In my opinion there are several problems in the logic for creating new topics from email.
1. Detecting and separating a mail message in headers and body
File / function:
EmailParse.class.php:327 / _split_headers()
Problem:
The function tries to detect beginning and end of the header section by using regular expressions. The problem is that this function is called recursively for parsing the sections of a multipart message. The sequence is:
- for the whole message
- for first section
- for second section
- ...
As a matter of fact, when called for a section, this will never include a header.
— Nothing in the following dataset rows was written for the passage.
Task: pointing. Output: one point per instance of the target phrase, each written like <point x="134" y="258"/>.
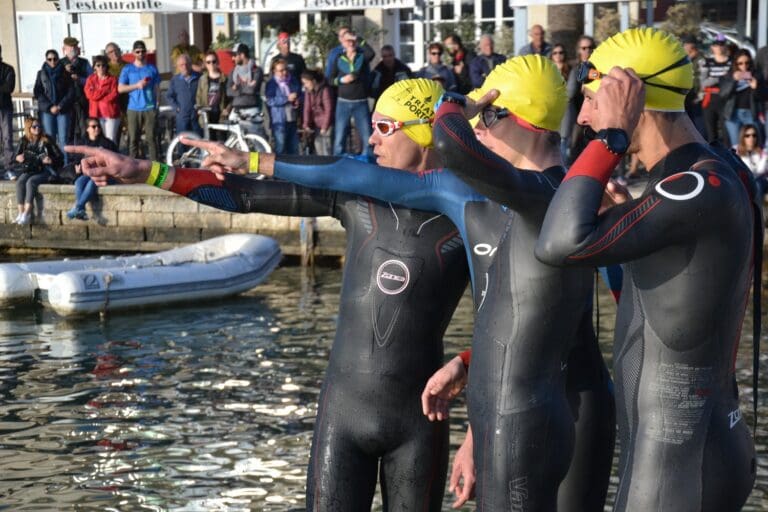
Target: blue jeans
<point x="85" y="191"/>
<point x="739" y="118"/>
<point x="346" y="110"/>
<point x="6" y="136"/>
<point x="57" y="126"/>
<point x="286" y="138"/>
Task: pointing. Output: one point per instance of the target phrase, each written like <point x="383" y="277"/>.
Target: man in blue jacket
<point x="181" y="95"/>
<point x="351" y="75"/>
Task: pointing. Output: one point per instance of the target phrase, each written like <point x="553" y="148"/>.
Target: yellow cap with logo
<point x="657" y="57"/>
<point x="409" y="100"/>
<point x="531" y="87"/>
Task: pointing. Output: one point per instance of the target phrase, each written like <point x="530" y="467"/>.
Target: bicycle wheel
<point x="191" y="158"/>
<point x="257" y="143"/>
<point x="235" y="142"/>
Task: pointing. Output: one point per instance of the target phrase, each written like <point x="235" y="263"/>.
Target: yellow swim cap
<point x="408" y="100"/>
<point x="475" y="94"/>
<point x="648" y="51"/>
<point x="531" y="88"/>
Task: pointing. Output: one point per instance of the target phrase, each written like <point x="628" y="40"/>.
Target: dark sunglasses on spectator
<point x="587" y="72"/>
<point x="385" y="127"/>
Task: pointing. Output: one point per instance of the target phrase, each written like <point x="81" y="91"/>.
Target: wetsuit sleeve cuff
<point x="595" y="162"/>
<point x="466" y="357"/>
<point x="253" y="162"/>
<point x="186" y="180"/>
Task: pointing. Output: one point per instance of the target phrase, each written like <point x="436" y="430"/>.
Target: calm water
<point x="201" y="407"/>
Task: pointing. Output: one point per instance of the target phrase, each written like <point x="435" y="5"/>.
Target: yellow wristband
<point x="253" y="162"/>
<point x="154" y="171"/>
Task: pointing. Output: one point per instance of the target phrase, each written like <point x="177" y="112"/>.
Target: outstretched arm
<point x="432" y="190"/>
Hence the existing code will always return without filling the body block, since this is done by the second regular expression that fills the reg exp result in the $match[] array.
Solution:
Just delete / comment the header start check:
// Do we even start with a header in this boundary section?
// if (!preg_match('~^[\w-]+:[ ].*?\r?\n~i', $this->raw_message))
// {
// return;
// }
2. Separating of the sections of a mail message
File / function:
EmailParse.class.php:751 / _boundary_split()
Problem:
The function tries to detect beginning and end of the header section by locating the delimiting '--<boundary>' pattern. The problem is that defined by the mail RFC1342 the multipart section is finally ended by adding two more hyphens at the end of the line, i.e. "--<boundary>--".
In the existing approach this last line causes creation of a section that has no content other than '--'.
Solution:
Modify to suppress the creation of a section not only for empty section, but also for closing section:
// Nothing or end of multipart split?
// if (empty($part))
if (empty($part) or (strcmp($part, '--') == 0))
{
continue;
}
3. Reformating the body part of a message
File / function:
EmailFormat.class.php:365 / _clean_up()
Problem:
The charset parameter is not processed correctly. Towards the end of the function a couple of special characters are replaced in a dedicated way. This must not be done if the text is UTF-8 encoded. Unfortunately this is checked only for the capital letter variant 'UTF-8'. In my case the character set came in as 'utf-8' which consequently destroyed the content of the body text.
Solution:
Modify the check to be case insensitive:
// And its 1252 variants
if (strcasecmp($charset, 'UTF-8') !== 0)
The last item was particularly tricky as I only stumbled accidentally over the use of some German "Umlaut" character which caused some mails to fail.
I have made this changes locally to my server. What is the correct way of bringing the suggested changes into future versions of ElkArte? On a lighter note, I feel a little perplexed that this has not been brought up so far. I wonder how the "add topic by email" feature could ever work correctly. Any opinion on this?